Press Association,Margaret Davis
Tuesday 09 March 2010 15:45 GMT

Five men linked to a UK terror plot which would cause "mass casualties" were arrested days before they planned to strike, a court heard today.

A British intelligence officer, identified only as ZR, told the Special Immigration Appeals Commission that the group was set to stage an atrocity between April 15 and 20 last year.

He told the hearing that Abid Naseer exchanged coded emails with an al-Qa'ida operative called Sohaib while planning the attack.

The pair used girls' names to cover their tracks, the officer said.

He told the hearing: "On the face of it the emails are designed to look, without knowledge of the surrounding context, they're designed to look like correspondence between two people about girls."

ZR went on: "I don't assess this to be two young men simply talking about girls. I think it's two people discussing attack planning on behalf of al Qaida."

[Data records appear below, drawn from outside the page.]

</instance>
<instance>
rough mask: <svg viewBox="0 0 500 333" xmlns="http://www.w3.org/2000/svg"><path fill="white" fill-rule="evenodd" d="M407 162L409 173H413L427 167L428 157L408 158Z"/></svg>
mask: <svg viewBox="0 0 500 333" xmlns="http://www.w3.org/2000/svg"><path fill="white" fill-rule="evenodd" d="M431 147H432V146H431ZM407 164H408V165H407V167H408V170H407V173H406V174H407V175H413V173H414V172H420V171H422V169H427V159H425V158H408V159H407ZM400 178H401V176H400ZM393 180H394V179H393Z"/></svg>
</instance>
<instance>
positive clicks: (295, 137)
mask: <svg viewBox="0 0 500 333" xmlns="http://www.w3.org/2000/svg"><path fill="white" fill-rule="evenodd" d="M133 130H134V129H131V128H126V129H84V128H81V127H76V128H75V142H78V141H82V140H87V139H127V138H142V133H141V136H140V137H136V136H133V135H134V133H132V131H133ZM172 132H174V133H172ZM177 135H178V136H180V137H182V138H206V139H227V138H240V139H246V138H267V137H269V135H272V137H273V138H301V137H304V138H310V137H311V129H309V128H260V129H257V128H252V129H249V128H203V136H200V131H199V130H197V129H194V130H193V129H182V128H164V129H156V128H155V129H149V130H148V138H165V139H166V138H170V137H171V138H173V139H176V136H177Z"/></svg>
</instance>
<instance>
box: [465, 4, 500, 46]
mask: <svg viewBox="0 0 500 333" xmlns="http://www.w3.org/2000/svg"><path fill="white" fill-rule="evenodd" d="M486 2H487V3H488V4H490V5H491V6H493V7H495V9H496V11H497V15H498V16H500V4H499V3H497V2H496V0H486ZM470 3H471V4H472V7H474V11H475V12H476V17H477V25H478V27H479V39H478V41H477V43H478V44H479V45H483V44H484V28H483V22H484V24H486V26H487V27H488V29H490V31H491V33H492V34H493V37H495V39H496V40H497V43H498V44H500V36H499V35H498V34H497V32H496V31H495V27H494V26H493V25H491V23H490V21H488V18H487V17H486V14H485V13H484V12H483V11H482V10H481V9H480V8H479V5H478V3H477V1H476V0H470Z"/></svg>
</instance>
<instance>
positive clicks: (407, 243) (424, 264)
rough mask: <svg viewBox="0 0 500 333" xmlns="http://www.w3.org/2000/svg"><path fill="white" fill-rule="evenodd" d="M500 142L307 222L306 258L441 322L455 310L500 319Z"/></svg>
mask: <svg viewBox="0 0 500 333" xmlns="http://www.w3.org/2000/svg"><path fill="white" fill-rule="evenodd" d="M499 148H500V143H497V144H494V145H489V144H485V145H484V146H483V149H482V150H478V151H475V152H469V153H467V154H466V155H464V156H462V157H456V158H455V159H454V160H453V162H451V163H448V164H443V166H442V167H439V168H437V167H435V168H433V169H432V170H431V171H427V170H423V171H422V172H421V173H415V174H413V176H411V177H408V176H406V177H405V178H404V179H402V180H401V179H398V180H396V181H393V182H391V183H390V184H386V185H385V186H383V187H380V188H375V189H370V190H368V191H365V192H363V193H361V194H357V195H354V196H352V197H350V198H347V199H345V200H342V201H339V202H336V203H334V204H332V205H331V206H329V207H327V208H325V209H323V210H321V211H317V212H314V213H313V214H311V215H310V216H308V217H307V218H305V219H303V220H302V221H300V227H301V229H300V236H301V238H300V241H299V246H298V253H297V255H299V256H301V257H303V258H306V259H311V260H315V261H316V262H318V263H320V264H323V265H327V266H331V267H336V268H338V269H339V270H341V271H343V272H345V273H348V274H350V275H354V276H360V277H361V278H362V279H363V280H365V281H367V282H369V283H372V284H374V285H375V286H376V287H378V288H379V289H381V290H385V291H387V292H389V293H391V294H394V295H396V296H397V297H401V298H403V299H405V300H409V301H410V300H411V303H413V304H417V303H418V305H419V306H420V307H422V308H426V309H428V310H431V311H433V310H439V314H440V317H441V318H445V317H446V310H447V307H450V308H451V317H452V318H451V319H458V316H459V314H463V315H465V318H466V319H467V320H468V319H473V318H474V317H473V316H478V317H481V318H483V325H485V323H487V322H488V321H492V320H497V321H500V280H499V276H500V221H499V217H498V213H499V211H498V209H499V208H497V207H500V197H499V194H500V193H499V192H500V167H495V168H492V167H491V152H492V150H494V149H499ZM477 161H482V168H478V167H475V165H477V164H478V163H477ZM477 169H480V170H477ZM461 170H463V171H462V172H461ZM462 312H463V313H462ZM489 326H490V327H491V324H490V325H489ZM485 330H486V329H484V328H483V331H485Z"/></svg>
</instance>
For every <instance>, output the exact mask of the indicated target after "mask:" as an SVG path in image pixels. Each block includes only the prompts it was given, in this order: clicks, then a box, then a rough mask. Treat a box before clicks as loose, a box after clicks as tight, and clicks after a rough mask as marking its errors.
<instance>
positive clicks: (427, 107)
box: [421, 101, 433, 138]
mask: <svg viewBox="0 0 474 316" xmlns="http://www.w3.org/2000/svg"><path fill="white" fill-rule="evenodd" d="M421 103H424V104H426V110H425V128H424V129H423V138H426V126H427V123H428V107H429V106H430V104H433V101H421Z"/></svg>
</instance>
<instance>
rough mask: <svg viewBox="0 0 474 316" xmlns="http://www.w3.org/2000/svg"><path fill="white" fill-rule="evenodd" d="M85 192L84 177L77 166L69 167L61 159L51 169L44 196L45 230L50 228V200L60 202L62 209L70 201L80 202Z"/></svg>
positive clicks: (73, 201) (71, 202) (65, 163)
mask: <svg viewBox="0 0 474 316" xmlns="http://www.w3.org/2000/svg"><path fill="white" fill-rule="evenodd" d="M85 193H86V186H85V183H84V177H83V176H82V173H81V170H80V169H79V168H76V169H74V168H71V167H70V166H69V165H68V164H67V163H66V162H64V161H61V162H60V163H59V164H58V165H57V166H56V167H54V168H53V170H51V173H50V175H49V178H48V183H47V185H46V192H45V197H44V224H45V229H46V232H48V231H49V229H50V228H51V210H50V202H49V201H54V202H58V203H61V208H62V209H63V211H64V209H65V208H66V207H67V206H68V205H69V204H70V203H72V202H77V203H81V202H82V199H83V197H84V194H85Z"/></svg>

Naseer and Ahmed Faraz Khan are appealing against their deportation to Pakistan on the grounds that they are a national security risk.

Another three men - Shoaib Khan, Abdul Wahab Khan and Tariq Ur Rehman - have already been sent back to the country and are appealing to return to the UK.

ZR compared the alleged plan to the July 7 attacks and the airline bomb plot, but refused to reveal details of the similarities in open court.

He said: "The overarching similar fashion was that they were all planning a terrorist attack in the UK under the direction of al Qaida and these were aiming for mass casualties."

The officer went on: "I'm comfortable that there are similarities between those plots and I'm comfortable to talk about that in closed session."

Representing Naseer, Joel Bennathan QC said Naseer and Sohaib used women's names because as Muslim men this was the only way they could access certain websites.

The subject of two of the emails was "Sohaib here", which showed they had nothing to hide, he said.

Mr Bannathan told ZR: "You know, don't you, that in Pakistan in public, senior figures in the Pakistani government have been saying 'these boys are innocent, they should be allowed to carry on with their studies'."

The officer replied: "The claims that these individuals are not involved in terrorism are wrong."